I missed the ingenuity of “bush medicine” and marveled at the lack of common sense of the new recruits to our medical group – who have had to go through years of training, but who still seemed to end up complete idiots. Would they have had the ingenuity to prevent a collapsed lung with duct tape, or to use codeine cough medicine as an anesthetic?

There was also the satisfaction that all we did was of immediate benefit to the patient. We weren’t ordering tests for fear of malpractice suits, or fighting with insurance companies over pre-authorizations. No computerized medical records with ten-page admission notes. No HIPPA regulations. No DEA. None of the other innumerable aggravations that make medical practice in the “civilized” world so onerous. 

Practicing in a completely different culture helped me broaden my empathy, communication, cultural sensitivity, and compassion – especially giving me a better understanding of the cultural influences of my African Americans patients.

I was also intrigued by the influence of the n’angas and the power of belief – which I found is also a significant factor in treating patients in America.

I was already aware of the placebo effect of medicines, but the n’anga’s themselves seemed to have a strong placebo effect – enhanced by being dressed in animal skins, tusks, horns and other “terrifying objects.” 

It was Robin, whose father, like mine was a psychiatrist, who suggested “if doctors in the US, and especially psychiatrists, would only dress in skins and terrifying objects they could really enhance their placebo effect.” 

As we drove off with Dennis, we had mixed feelings. But, unknown to me, we left with a memento of our time and our simple life style and boredom at St Luke’s.

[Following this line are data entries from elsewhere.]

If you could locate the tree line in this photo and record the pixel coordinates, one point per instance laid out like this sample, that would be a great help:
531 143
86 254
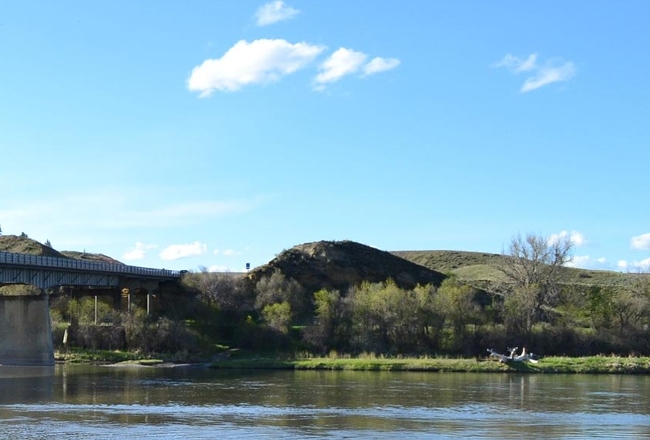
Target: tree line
531 306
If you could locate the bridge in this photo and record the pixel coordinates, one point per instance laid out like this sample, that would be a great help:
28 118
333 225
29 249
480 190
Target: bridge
49 272
25 329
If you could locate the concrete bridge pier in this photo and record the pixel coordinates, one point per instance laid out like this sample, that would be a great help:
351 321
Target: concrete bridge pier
25 331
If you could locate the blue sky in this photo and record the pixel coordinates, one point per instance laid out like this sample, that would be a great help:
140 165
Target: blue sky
216 133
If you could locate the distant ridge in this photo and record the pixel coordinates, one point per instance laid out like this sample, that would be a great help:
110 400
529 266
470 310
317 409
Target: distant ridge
22 244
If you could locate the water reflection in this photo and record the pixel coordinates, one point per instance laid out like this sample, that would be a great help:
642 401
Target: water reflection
26 384
91 402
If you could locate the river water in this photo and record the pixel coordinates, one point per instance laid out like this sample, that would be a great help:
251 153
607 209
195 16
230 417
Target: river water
91 402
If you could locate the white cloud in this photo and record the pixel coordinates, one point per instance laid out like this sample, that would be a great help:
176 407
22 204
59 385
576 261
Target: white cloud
176 251
274 12
118 210
227 252
217 268
640 242
576 238
348 62
643 265
139 251
517 64
258 62
586 262
379 64
540 75
549 75
342 62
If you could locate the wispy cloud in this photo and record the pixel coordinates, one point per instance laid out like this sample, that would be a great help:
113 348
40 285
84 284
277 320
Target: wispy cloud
549 72
340 63
176 251
72 223
379 64
139 251
346 61
643 265
587 262
640 242
227 252
576 238
258 62
274 12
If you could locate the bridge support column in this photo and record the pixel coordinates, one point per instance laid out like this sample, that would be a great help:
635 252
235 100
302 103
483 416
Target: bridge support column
25 331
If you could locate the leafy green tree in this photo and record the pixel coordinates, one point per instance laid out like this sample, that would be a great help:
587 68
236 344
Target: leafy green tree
329 314
533 272
454 301
277 288
226 292
278 316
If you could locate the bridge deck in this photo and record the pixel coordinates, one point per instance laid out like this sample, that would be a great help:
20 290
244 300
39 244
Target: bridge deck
67 264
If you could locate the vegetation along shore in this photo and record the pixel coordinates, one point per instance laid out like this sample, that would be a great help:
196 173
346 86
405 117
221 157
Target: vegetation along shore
355 307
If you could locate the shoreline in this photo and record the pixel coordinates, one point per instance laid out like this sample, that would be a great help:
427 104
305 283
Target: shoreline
601 364
550 365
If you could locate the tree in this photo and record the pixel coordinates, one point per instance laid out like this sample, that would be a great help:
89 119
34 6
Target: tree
454 301
277 288
329 309
533 270
226 292
278 316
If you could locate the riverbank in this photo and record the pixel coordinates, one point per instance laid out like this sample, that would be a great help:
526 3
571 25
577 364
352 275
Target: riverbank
567 365
235 360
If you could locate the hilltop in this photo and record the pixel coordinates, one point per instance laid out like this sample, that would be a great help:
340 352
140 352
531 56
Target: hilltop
480 268
22 244
342 264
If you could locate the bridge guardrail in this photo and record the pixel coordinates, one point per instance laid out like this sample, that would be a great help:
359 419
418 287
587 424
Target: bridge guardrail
17 259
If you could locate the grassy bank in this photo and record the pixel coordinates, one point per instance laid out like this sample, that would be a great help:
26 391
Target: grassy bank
584 365
548 365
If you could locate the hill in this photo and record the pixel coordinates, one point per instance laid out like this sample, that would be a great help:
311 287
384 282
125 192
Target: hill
25 245
342 264
22 244
479 268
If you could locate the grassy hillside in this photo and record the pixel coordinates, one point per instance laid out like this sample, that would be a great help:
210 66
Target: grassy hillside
25 245
341 264
479 268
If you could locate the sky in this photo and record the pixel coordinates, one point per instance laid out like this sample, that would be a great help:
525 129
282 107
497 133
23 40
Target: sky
212 134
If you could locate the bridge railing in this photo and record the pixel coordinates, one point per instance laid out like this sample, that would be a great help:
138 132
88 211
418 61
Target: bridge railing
16 259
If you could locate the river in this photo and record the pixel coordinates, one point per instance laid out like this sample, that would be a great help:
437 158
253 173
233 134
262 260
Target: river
97 402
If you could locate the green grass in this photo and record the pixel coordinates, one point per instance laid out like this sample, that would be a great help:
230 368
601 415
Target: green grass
479 268
551 365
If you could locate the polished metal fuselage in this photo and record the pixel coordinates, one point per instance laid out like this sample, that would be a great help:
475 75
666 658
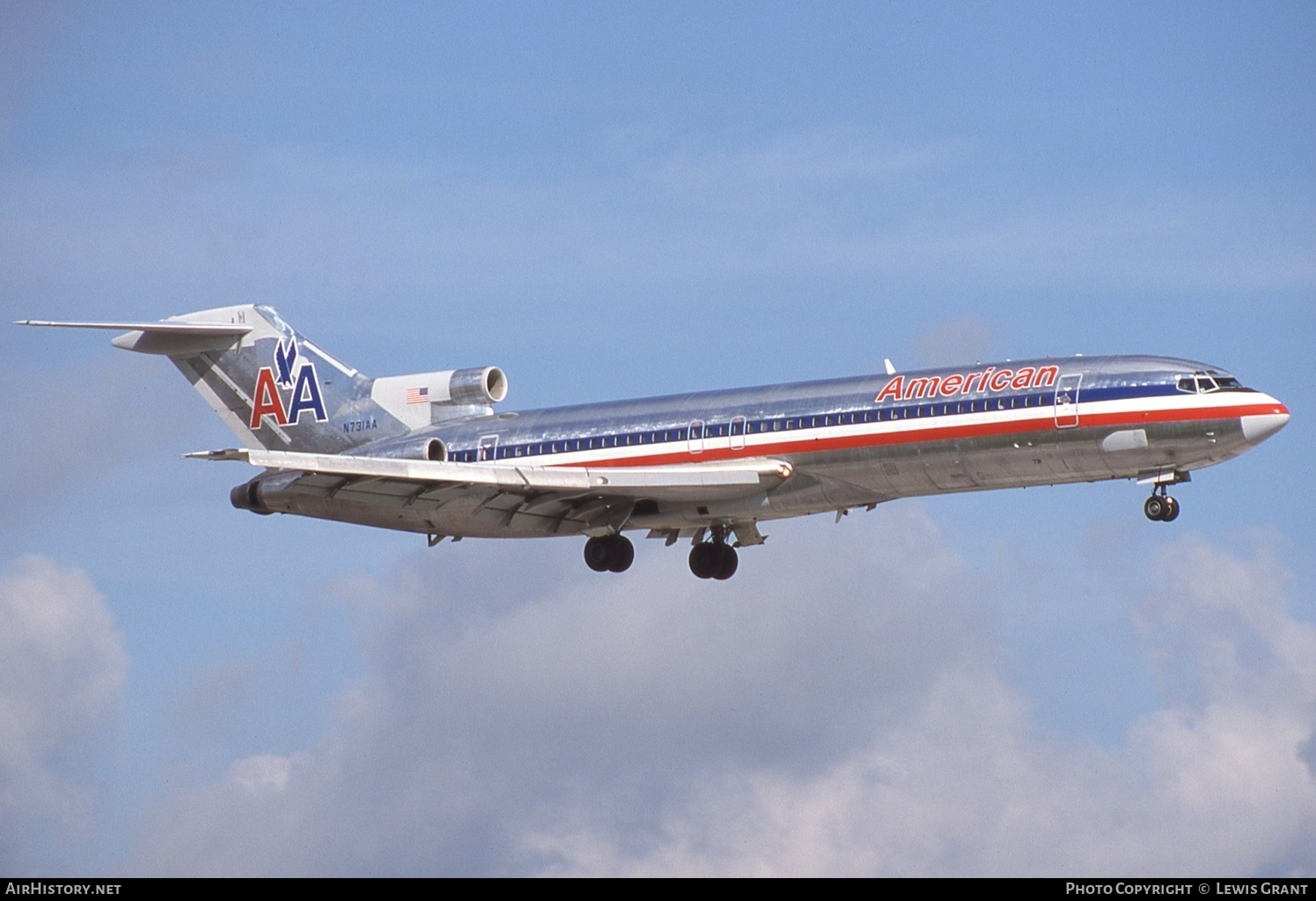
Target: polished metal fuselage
848 443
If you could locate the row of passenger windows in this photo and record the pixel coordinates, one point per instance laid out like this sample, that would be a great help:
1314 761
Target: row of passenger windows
739 427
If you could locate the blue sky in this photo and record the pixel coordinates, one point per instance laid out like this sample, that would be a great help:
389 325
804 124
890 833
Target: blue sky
611 203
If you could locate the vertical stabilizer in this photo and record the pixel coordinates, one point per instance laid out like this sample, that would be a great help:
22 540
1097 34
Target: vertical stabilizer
273 386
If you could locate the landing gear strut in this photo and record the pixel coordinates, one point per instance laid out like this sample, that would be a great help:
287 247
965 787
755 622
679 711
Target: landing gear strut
1161 507
609 552
714 558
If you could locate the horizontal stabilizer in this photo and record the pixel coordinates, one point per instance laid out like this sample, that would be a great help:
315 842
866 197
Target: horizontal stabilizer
164 337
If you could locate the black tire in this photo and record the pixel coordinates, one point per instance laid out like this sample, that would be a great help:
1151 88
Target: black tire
1172 510
1154 507
726 561
703 560
622 553
598 553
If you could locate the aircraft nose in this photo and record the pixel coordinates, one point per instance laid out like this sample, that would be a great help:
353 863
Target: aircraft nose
1260 427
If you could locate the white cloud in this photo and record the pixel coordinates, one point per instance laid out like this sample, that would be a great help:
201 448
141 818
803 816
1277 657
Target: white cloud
805 718
62 671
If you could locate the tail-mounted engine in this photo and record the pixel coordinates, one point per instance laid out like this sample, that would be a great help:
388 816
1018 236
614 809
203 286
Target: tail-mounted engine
427 398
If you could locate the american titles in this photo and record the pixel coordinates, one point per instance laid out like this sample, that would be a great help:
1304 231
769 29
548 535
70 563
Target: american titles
946 386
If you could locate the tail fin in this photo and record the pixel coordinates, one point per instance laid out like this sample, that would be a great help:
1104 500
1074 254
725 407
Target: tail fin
271 386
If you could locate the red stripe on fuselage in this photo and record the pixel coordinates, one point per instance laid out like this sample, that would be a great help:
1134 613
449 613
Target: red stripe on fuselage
946 432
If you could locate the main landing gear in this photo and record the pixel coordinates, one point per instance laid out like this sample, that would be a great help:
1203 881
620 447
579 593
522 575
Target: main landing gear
1161 507
609 553
714 558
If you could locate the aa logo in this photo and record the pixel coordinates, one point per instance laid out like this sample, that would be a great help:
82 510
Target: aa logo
268 398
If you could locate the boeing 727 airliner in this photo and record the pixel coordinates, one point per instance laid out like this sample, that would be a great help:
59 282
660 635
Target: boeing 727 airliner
428 454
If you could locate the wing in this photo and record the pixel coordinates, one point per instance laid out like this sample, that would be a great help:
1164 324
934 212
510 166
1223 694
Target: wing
494 499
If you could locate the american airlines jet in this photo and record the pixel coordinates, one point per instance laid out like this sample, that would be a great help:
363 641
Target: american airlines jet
428 454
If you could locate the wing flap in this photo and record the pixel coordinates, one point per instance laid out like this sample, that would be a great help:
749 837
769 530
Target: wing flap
680 483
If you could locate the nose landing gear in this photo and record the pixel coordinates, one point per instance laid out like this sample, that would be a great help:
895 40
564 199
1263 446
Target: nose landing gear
1161 507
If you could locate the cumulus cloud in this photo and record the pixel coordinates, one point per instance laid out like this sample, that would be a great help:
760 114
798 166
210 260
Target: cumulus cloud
62 669
805 718
956 342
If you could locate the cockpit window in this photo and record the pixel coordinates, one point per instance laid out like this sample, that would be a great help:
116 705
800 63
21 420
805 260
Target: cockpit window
1206 383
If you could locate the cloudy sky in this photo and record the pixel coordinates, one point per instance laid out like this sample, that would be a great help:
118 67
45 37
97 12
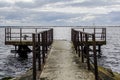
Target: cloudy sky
59 12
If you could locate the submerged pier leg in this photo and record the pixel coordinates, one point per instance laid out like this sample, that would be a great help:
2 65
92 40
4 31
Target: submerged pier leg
23 50
99 51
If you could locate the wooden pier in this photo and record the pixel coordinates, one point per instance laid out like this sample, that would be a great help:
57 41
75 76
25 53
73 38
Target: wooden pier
85 41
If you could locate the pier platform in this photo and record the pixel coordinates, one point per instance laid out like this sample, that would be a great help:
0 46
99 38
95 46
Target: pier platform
63 64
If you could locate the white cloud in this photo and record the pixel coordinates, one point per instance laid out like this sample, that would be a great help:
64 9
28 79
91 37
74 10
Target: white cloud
88 18
58 11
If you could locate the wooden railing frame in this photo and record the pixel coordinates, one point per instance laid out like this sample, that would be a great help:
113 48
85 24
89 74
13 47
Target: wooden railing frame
41 42
80 38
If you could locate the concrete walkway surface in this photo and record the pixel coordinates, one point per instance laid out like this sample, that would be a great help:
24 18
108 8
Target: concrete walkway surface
63 64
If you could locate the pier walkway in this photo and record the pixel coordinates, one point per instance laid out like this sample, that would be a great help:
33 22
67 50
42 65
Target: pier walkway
63 64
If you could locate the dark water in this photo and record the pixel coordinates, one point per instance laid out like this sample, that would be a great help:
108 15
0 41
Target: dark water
11 65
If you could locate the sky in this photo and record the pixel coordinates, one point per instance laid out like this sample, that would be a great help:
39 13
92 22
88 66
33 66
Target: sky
59 12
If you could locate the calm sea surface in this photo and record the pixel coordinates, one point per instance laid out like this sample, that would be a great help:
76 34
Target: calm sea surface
12 65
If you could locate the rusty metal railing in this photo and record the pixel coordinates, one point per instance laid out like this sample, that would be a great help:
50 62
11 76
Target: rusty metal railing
80 41
41 43
21 34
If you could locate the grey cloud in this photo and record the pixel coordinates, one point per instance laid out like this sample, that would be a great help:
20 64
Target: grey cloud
93 3
4 4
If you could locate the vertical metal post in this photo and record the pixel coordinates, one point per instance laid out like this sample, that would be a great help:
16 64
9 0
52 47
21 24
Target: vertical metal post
81 37
39 54
10 33
87 50
5 35
34 57
95 57
43 47
20 34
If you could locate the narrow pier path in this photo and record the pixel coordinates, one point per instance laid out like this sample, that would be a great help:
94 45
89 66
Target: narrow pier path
63 64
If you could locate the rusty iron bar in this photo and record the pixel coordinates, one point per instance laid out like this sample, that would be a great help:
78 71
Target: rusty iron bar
39 53
82 41
95 57
40 40
34 57
87 50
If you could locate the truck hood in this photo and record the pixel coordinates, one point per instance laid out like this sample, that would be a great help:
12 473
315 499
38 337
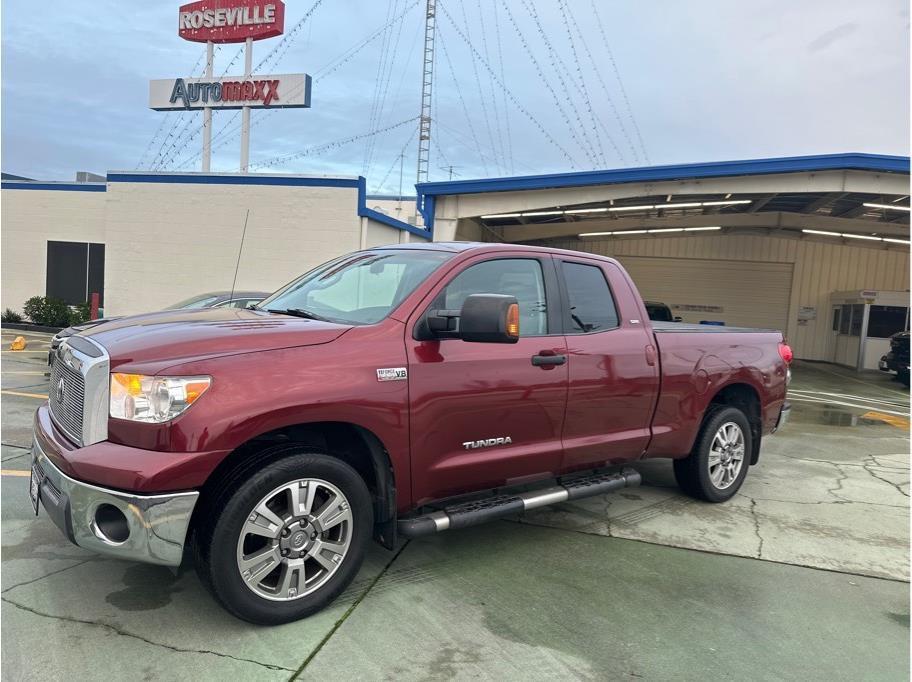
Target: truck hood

In Johannesburg, Robin told me she wanted to go shopping, but didn’t say what for. “Why don’t you stay here and catch up on your diary” she suggested (my insistence on needing solitary time to compulsively record our trip had been something of a bone of contention - so this seemed a little out of character). 

When she came back, she went straight to the bathroom. Then came out brandishing a test strip – very like the ones we have all become so familiar with, when testing for covid. 

Instead of the red line indicating covid though, this was a pregnancy test – and it was positive.

Conceived amongst The Sisters of the Precious Blood, our first child, Tegan was on the way.